By Julia Stoyanovich (Assistant Professor of Computer Science, Drexel University) and Ellen P. Goodman (Professor, Rutgers Law School). This post is derived from their recent Freedom to Tinker post.
ProPublica’s story on “machine bias” in an algorithm used for sentencing defendants amplified calls to make algorithms more transparent and accountable. It has never been more clear that algorithms are political (Gillespie) and embody contested choices (Crawford), and that these choices are largely obscured from public scrutiny (Pasquale and Citron). We see it in controversies over Facebook’s newsfeed, or Google’s search results, or Twitter’s trending topics. Policymakers are considering how to operationalize “algorithmic ethics” and scholars are calling for accountable algorithms (Kroll, et al.).
One kind of algorithm that is at once especially obscure, powerful, and common is the ranking algorithm (Diakopoulos). Algorithms rank individuals to determine credit worthiness, desirability for college admissions and employment, and compatibility as dating partners. They rank countries and companies for sustainability, human rights, transparency and freedom of expression. They encode norms for what counts as the best schools, neighborhoods, societies, businesses, and technologies. Despite their importance, we often know very little about why high-rankers are coming out on top. Stakeholders are in the dark: those who are ranked, those who use the rankings, and the public whose world the rankings may shape.
Many rankers, such as Google’s page rank, do not disclose what precisely they are seeking to measure or what methods they use to do it. Rankers justify this kind of intentional opacity as a defense against manipulation and gaming.
Some rankers partially reveal the logic of their algorithms by disclosing factors and relative weights. An example is the US News ranking of colleges. These rankers engage in what we might call syntactic transparency. But even with this degree of transparency, there remain significant degrees of opacity, as explained below. In cases where syntactic transparency is considered impossible, and even where it exists, we advocate for an alternative goal of interpretability, which rests on making explicit the interactions between the program and the data on which it acts. An interpretable algorithm allows stakeholders to understand the outcomes, not merely the process by which outcomes were produced.
Opacity in Algorithmic Rankers
The simplest kind of a ranker is a score-based ranker, which applies a scoring function independently to each item and then sorts the items on their scores. These rankers can produce relatively opaque results for the following reasons.
Source 1: The scoring formula alone does not indicate the relative rank of an item. Rankings are, by definition, relative, while scores are absolute.

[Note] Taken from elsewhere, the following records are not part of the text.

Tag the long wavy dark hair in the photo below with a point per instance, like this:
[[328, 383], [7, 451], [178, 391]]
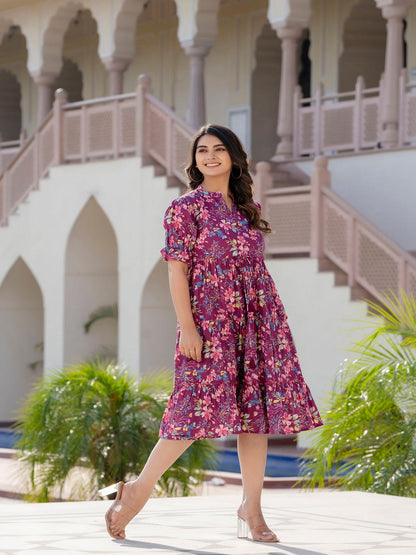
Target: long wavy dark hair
[[241, 182]]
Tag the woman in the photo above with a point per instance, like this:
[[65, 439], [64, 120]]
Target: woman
[[236, 367]]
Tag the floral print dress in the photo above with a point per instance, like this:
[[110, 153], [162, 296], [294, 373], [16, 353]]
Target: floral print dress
[[249, 379]]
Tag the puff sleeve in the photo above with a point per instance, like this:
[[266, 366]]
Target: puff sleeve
[[180, 231]]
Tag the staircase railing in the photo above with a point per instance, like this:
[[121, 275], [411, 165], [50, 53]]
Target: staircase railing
[[349, 121], [314, 220], [103, 128]]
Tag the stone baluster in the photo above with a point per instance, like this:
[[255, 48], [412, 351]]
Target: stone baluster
[[394, 13], [289, 34], [115, 68], [44, 81], [196, 116]]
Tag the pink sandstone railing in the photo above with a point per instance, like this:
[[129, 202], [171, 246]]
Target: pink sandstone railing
[[307, 219], [111, 127], [314, 220], [9, 150], [349, 122]]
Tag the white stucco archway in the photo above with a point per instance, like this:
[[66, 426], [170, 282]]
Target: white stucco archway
[[21, 337], [91, 282], [157, 322]]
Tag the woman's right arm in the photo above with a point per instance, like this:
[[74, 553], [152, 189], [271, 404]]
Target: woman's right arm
[[190, 342]]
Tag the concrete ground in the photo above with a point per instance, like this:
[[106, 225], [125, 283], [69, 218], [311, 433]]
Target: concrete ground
[[322, 522]]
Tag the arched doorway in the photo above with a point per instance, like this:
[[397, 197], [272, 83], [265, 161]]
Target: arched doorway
[[21, 337], [91, 283], [70, 79], [10, 111], [13, 74], [364, 41], [72, 36]]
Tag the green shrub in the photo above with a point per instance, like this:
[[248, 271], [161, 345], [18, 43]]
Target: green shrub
[[368, 441], [98, 417]]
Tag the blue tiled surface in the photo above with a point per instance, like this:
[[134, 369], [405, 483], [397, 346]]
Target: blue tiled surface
[[276, 466]]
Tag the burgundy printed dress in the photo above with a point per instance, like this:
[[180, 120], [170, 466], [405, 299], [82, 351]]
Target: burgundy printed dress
[[249, 378]]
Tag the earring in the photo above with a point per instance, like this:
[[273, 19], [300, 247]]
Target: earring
[[241, 172], [194, 173]]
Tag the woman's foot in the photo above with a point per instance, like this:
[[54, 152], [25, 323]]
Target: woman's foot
[[259, 530], [121, 512]]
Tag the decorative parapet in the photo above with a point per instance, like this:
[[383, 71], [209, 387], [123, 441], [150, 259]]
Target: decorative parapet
[[314, 220], [351, 121], [103, 128]]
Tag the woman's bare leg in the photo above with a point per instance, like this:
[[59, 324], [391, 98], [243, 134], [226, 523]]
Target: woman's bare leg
[[137, 492], [252, 453]]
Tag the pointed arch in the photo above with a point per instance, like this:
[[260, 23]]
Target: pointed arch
[[363, 46], [157, 320], [10, 106], [265, 84], [21, 336], [91, 281], [56, 27], [125, 28]]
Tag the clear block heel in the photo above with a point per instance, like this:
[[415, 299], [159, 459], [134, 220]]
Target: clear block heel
[[242, 528], [109, 490]]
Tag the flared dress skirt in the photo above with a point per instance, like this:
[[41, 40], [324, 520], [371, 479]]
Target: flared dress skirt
[[249, 378]]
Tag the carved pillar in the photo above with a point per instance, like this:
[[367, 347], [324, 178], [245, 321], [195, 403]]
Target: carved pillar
[[196, 116], [394, 13], [116, 68], [289, 34], [44, 81]]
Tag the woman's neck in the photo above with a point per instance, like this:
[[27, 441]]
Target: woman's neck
[[217, 184]]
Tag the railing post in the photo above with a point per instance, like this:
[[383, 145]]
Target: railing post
[[22, 137], [401, 278], [318, 120], [320, 177], [263, 181], [358, 110], [61, 98], [143, 88], [351, 250], [5, 199], [296, 115]]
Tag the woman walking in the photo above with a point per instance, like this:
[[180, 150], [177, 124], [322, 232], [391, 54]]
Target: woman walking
[[236, 366]]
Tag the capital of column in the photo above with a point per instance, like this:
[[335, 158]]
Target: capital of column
[[394, 8], [200, 49], [114, 63]]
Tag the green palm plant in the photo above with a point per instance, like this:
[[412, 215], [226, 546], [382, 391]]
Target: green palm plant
[[368, 441], [98, 417]]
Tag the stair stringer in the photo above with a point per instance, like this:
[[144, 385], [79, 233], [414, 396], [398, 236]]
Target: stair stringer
[[322, 318]]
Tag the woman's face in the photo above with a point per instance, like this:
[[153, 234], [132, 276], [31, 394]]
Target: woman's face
[[212, 158]]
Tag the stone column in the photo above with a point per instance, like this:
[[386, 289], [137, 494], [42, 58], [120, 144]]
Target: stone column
[[289, 34], [394, 13], [196, 116], [116, 68], [44, 81]]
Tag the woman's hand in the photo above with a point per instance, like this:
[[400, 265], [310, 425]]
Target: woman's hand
[[190, 343]]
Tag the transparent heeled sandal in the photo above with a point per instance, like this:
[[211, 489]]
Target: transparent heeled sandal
[[243, 529], [117, 506]]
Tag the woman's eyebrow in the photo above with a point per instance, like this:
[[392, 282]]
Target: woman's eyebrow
[[204, 146]]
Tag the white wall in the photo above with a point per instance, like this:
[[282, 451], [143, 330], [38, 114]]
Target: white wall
[[382, 187], [21, 329], [134, 202]]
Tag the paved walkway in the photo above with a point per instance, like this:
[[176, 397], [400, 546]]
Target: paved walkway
[[323, 522]]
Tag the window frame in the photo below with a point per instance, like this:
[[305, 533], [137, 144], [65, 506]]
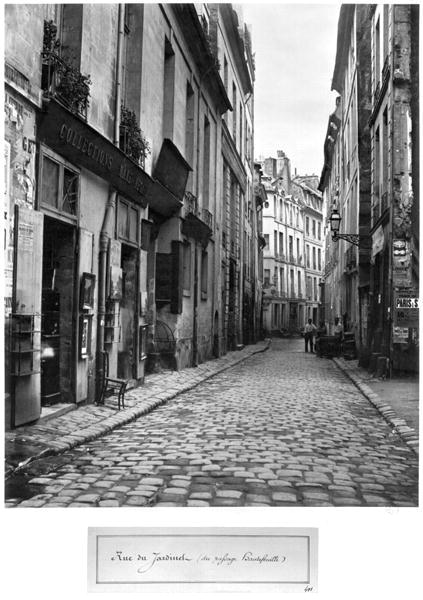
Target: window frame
[[63, 164]]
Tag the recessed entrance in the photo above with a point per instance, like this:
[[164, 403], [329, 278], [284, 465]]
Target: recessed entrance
[[57, 307], [127, 346]]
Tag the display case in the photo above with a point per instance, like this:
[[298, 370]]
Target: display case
[[50, 346], [112, 326], [26, 349]]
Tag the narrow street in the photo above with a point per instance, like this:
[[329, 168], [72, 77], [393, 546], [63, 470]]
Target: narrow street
[[282, 428]]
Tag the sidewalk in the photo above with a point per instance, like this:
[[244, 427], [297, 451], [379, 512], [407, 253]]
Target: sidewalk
[[52, 435], [397, 399]]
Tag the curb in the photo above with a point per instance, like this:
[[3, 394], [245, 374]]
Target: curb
[[96, 430], [398, 425]]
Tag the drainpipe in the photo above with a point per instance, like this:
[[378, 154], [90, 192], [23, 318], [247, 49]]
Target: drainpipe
[[108, 220], [197, 187], [118, 86], [101, 310]]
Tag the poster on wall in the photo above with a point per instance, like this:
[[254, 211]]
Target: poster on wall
[[406, 308]]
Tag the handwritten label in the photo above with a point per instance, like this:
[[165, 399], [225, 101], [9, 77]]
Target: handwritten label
[[275, 559]]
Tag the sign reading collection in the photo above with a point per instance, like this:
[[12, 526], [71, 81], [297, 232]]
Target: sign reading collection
[[82, 145]]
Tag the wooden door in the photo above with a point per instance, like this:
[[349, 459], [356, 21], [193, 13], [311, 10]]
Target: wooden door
[[26, 319]]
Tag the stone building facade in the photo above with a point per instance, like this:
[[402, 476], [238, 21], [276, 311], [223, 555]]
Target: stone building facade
[[114, 156], [292, 217], [370, 176]]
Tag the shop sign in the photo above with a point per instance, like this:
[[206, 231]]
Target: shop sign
[[82, 145], [400, 335], [401, 263], [377, 241], [406, 309]]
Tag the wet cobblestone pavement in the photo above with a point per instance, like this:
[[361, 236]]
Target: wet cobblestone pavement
[[283, 428]]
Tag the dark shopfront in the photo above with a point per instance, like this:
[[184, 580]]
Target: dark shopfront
[[58, 280]]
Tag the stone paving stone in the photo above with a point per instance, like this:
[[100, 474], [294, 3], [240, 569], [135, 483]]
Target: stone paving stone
[[257, 498], [90, 498], [284, 497], [109, 503], [373, 499], [78, 486], [136, 501], [347, 501], [228, 494], [200, 496], [40, 481], [32, 503], [225, 502], [320, 496], [152, 481]]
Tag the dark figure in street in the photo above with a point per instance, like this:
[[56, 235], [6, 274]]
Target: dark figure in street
[[321, 331], [339, 333], [309, 331]]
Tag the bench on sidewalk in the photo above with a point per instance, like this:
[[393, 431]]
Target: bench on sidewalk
[[111, 385]]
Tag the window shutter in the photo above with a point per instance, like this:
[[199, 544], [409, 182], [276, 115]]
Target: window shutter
[[176, 281], [163, 277]]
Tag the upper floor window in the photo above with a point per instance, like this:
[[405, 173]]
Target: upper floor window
[[127, 221], [59, 185]]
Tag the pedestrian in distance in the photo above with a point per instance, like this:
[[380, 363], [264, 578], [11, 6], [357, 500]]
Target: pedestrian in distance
[[309, 332], [321, 331], [339, 334]]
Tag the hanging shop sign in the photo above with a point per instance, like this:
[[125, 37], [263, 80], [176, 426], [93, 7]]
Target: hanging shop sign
[[401, 263], [406, 308], [377, 241], [82, 145], [400, 335]]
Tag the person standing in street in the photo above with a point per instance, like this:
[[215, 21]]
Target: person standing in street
[[339, 333], [309, 332]]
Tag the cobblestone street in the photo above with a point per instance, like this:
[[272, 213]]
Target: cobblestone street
[[282, 428]]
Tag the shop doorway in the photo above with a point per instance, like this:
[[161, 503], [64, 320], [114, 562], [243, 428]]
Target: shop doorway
[[57, 309], [128, 314]]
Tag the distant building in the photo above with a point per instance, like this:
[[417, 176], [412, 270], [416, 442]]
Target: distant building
[[293, 258], [371, 177], [305, 188]]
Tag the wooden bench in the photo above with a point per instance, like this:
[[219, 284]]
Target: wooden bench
[[111, 385]]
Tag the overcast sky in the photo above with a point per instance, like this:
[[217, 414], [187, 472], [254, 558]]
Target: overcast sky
[[295, 46]]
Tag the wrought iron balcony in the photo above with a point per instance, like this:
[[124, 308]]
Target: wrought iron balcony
[[190, 204], [351, 258], [375, 211], [385, 202], [198, 223], [207, 217], [64, 82]]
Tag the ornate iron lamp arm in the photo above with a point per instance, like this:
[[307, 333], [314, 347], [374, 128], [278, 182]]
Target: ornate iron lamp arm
[[352, 238]]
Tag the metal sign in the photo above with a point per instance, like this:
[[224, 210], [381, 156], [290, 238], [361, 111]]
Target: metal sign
[[406, 309]]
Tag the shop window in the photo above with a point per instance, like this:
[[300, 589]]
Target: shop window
[[186, 272], [204, 275], [127, 225], [59, 187]]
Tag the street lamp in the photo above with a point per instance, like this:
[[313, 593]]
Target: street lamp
[[335, 222]]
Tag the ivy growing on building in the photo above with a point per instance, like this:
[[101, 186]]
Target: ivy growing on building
[[132, 140]]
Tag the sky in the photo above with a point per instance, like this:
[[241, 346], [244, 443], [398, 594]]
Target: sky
[[295, 48]]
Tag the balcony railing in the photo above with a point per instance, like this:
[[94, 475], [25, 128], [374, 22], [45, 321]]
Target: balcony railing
[[375, 211], [191, 207], [351, 258], [385, 202], [190, 204], [207, 217], [63, 81]]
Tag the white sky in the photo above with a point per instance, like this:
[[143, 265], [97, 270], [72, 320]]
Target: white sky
[[295, 46]]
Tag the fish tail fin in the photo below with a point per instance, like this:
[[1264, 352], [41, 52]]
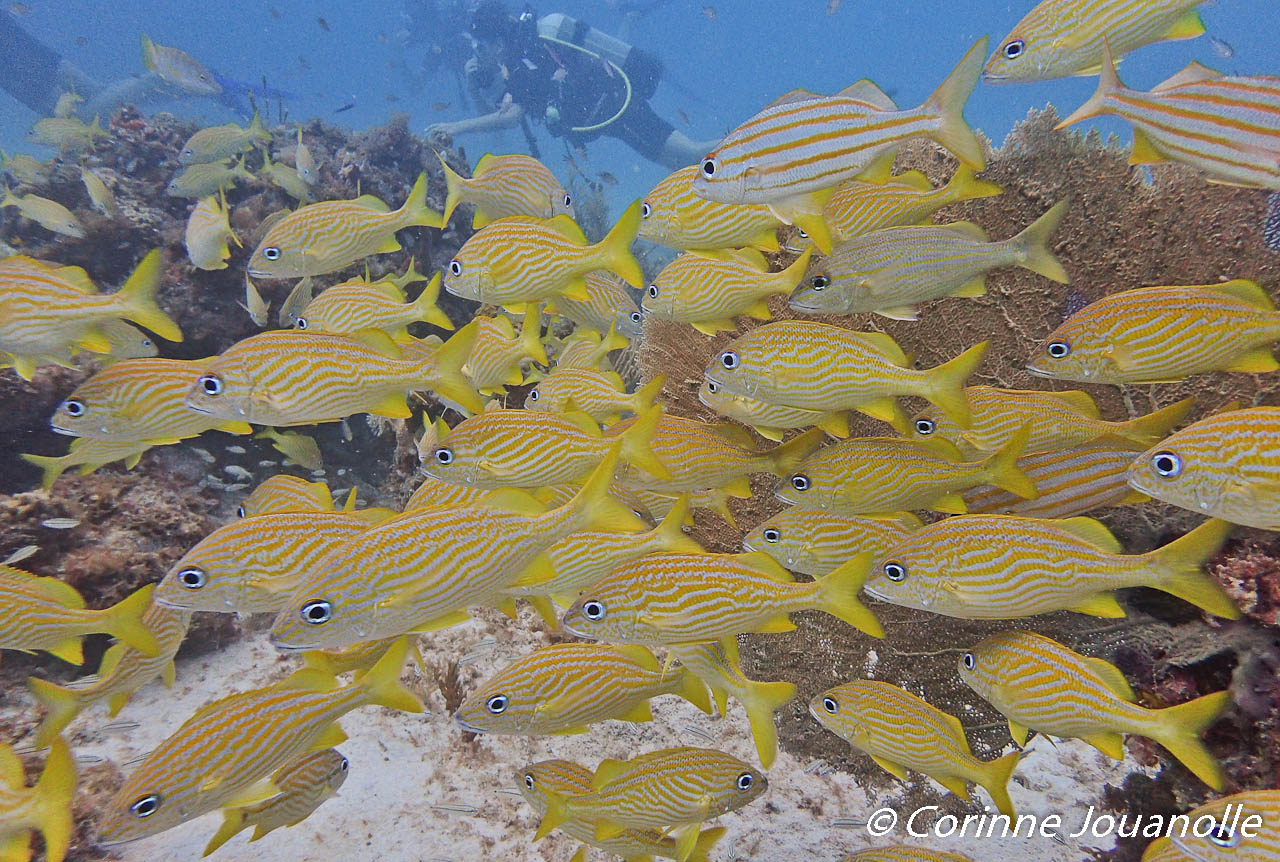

Knowing how the score of an item is computed says little about the outcome — the position of a particular item in the ranking, relative to other items. Is 10.5 a high score or a low score? That depends on how 10.5 compares to the scores of other items, for example to the highest attainable score and to the highest score of some actual item in the input.
Source 2: The weight of an attribute in the scoring formula does not determine its impact on the outcome. For example, consider the ranking of academic programs that weighs faculty size, average publication count, and GREs, among other factors. The algorithm might allocate least weight to faculty size, and even disclose that weight, but that factor could end up being the deciding factor that sets apart top-ranked departments from those in lower ranks. This would happen if that factor were the most variable or was correlated to other factors that enhanced its weight. In other words, what actually turns out to be important may not be what syntactic transparency would reveal.
Source 3: The ranking output may be unstable. A ranking may be unstable because of the scores generated on a particular dataset. An example would be tied scores, where the tie is not reflected in the ranking. Syntactic transparency and accessible data allow us to see the instability, but this is unusual.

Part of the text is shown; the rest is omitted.